Kong turns out to be the good force on the Island, sparing its humanity. For those who have watched the older Kong movies, this should come as no surprise. In fact, my daughter reminded me that Kong is never the bad guy, just misunderstood. And what we think is a danger, turns out not to be.
But there are, of course, real baddies on the island. There is a group out there of Skullcrawlers who are out to destroy the world and all of it’s inhabitants. They are the real danger, not the creature who looks like a big hairy ape. All I can say is Duh!
Leaving out the politics, beginning with the camera woman Mason Weaver (Brie Larson) who said she wasn’t a journalist but a anti war journalist and moving to whether the old gasbag Skullcreature was Senior Orange minus the orange toupee, I believe this movie had an amazing message to it. Impossible you say! Inconceivable you think! (And then you imagine yourself to be a balding Sicilian boss named Vizzini.)
I think this message begins with the understanding that bad things have happened before, and somehow we find our way through it that was alluded to about the 70s just post Vietnam and pre-Watergate scandal. How do we get through bad times? We get through them understanding our common connection to humanity. It is with this understanding that we find our way through the difficult times. We do it by seeing what’s common in each person, no matter how different they look, where they are from, or what set of beliefs they hold. Our humanity binds us together in so many amazing ways that go beyond fear, belief and prejudice.
Hank Marlow was the perfect example. He bonded with the Japanese pilot. He bonded with the inhabitants. And he immediately bonded with the military at the end, of which he had been a part of when he crashed. Everyone’s a brother when we fight in the trenches. Here is no different. It’s such a great message that I think many people who easily put up barriers between themselves and others need to hear.
I will try not to spoil the plot any more for those interested in seeing the movie. I’m just going to say that this is part of a new Monsterverse. And just like Marvel and D.C. films, you better stick it out to the end to find out the plans that they have for this new cinematic universe. Also, there is a slight bit of irony here that they grabbed so many people here who had been characters in Marvel Movies. It will be interesting to see where they go from here.

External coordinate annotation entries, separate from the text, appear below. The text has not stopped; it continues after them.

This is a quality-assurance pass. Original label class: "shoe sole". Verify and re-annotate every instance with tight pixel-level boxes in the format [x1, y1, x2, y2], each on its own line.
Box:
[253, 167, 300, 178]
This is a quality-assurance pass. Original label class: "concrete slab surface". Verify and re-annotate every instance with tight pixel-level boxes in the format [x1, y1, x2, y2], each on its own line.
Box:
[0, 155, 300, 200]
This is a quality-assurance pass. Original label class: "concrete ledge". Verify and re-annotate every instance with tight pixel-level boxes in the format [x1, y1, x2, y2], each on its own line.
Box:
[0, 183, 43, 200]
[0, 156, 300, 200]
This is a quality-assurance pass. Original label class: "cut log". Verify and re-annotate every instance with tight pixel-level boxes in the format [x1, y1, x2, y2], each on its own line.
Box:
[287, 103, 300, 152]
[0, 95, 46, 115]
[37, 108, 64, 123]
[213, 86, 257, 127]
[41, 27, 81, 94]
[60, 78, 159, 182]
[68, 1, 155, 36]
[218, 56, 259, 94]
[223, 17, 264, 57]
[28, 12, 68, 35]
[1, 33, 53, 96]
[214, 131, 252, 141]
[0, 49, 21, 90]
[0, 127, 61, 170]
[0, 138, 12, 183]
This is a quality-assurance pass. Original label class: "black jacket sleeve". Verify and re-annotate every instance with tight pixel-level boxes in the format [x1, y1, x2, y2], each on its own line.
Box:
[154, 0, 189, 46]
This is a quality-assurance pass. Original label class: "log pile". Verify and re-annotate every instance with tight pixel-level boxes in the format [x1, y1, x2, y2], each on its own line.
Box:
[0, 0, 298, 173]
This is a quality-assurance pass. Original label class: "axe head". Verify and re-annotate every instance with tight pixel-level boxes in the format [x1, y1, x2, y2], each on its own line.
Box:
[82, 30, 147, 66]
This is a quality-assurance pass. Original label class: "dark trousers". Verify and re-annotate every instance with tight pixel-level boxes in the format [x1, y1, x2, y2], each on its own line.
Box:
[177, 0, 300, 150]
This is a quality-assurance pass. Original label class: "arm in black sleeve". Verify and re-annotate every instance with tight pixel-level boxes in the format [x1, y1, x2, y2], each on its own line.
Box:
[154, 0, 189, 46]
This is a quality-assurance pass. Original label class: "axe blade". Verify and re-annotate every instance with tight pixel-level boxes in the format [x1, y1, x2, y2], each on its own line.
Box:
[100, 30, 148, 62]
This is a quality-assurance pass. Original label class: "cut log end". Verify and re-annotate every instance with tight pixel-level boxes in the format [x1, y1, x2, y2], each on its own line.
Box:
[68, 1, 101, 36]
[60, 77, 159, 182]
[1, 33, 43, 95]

So why did I take my daughter? And what did I think of the film? I took my daughter because with so much fear being put out there in the world, we need to know that it’s never as big a challenge as we think it is. I wanted her to know that just because someone looks different and behaves differently than we do, does not make them bad. Bad is about what we do, not about how we appear. The film itself was beautifully shot, creditably well acted, and had just the right touches at the right times. People can act stupid in all movies. I would venture to guess that they do so in real life as well. (Just a hunch.) And, despite my protestations to the contrary, sometimes it’s nice to be sucked into a whole other world for two hours and enjoy the mindless ride. Bonus on the good message. Oh! And they had the trailer for the new Blade Runner sequel on the movie. Totally worth it! I’d give the movie 3 out of 4 stars. Or for those who loved my previous rating system: mostly toasty. (Yes I was crazy.).
So I’m dropping you off again for another couple of days. See you again on Tuesday. This is me, signing off.